What advice do you have for Harvard HES students, now that you have graduated?
I give three pieces of advice to Harvard Extension School students based on my experience.

1. Take that unplanned course that appears in your path. The requirement of a certain number of Harvard professors and synchronizing schedules with work sometimes requires that you take classes you had not expected or wanted to take. So please don’t hesitate, I would say. Although a course may seem tangential or outside the orbit of your concentration, I found that the scholarship’s relevancy and future relevance to the world we inhabit were undeniable. And so, no matter what your focus, if a course depends that you pull up wider or look around a corner you did not expect, do it.
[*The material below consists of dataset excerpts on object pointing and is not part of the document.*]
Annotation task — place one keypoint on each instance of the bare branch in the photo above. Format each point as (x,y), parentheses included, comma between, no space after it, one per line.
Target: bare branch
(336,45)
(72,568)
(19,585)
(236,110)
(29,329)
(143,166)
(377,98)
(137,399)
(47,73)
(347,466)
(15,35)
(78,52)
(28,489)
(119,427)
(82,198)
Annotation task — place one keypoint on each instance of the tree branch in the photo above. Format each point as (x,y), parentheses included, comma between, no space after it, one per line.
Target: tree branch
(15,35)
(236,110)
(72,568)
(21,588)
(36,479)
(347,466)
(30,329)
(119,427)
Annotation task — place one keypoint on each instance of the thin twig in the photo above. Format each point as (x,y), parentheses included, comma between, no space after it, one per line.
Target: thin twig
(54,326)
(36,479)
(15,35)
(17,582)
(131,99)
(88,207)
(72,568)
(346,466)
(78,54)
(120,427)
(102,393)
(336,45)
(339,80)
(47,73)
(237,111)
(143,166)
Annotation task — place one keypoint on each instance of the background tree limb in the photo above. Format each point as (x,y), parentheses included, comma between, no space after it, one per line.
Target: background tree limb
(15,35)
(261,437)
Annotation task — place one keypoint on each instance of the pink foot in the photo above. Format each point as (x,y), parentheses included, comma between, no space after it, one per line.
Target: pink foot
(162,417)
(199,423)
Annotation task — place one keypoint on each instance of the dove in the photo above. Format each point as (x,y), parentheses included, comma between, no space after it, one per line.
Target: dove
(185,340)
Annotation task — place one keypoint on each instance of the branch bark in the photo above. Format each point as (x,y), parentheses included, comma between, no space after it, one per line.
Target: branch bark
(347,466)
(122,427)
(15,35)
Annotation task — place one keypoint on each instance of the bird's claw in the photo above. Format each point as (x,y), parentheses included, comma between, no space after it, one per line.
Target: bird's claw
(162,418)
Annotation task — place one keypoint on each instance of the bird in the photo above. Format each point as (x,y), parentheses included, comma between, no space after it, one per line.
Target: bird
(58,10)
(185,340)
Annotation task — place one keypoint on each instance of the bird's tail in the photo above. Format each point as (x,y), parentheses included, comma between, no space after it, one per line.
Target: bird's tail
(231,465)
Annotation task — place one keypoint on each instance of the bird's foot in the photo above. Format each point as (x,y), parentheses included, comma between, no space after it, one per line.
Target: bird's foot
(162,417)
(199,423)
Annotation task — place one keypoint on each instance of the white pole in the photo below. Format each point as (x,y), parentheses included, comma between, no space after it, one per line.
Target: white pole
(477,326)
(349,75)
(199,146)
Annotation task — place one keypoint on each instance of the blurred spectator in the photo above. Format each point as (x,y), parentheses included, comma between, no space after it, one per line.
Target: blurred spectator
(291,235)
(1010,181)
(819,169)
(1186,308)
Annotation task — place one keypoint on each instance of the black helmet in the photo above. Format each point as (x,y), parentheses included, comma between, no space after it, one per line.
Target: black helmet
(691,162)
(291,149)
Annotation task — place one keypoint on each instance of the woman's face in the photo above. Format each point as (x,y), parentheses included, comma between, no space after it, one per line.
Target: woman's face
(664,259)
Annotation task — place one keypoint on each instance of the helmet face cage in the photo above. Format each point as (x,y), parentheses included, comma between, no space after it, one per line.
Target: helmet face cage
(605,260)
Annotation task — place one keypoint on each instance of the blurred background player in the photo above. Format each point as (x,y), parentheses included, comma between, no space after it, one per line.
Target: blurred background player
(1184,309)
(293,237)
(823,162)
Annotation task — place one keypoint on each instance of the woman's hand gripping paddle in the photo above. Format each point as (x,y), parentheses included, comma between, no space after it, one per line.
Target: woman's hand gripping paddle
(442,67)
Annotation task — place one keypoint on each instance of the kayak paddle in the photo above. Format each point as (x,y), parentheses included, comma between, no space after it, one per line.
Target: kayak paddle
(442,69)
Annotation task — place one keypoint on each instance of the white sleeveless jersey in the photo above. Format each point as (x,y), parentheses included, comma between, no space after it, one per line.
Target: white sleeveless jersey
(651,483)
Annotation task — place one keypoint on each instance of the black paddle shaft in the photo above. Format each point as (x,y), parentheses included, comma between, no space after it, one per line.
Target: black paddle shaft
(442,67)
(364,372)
It is likely well worth your time and will positively contribute to your journey.

2. Connect with fellow students who intend to graduate/commence the same year as you. About a year before Commencement, I was honored to join a WhatsApp group for the folks who expected to graduate that May. It was my first source of information about graduation. I could connect with students in a way I never did over my time at HES. It made my commencement week more joy-filled when I met them in person.

3. Leverage the Writing Center, the students who staff that organization are angels. They could decipher the comments of my thesis director, warn me of pitfalls and gotchas, and assure me that what I was experiencing was not singular. I wish I had used them throughout my time, not just at the end.

Be passionate and move forward with gusto every single hour of every single day until you reach your goal.

– Ava DuVernay

In what ways has your Harvard Extension degree impacted your career?
It has given me the confidence to admit that I want to change industry and work in a company that does good for people in this world.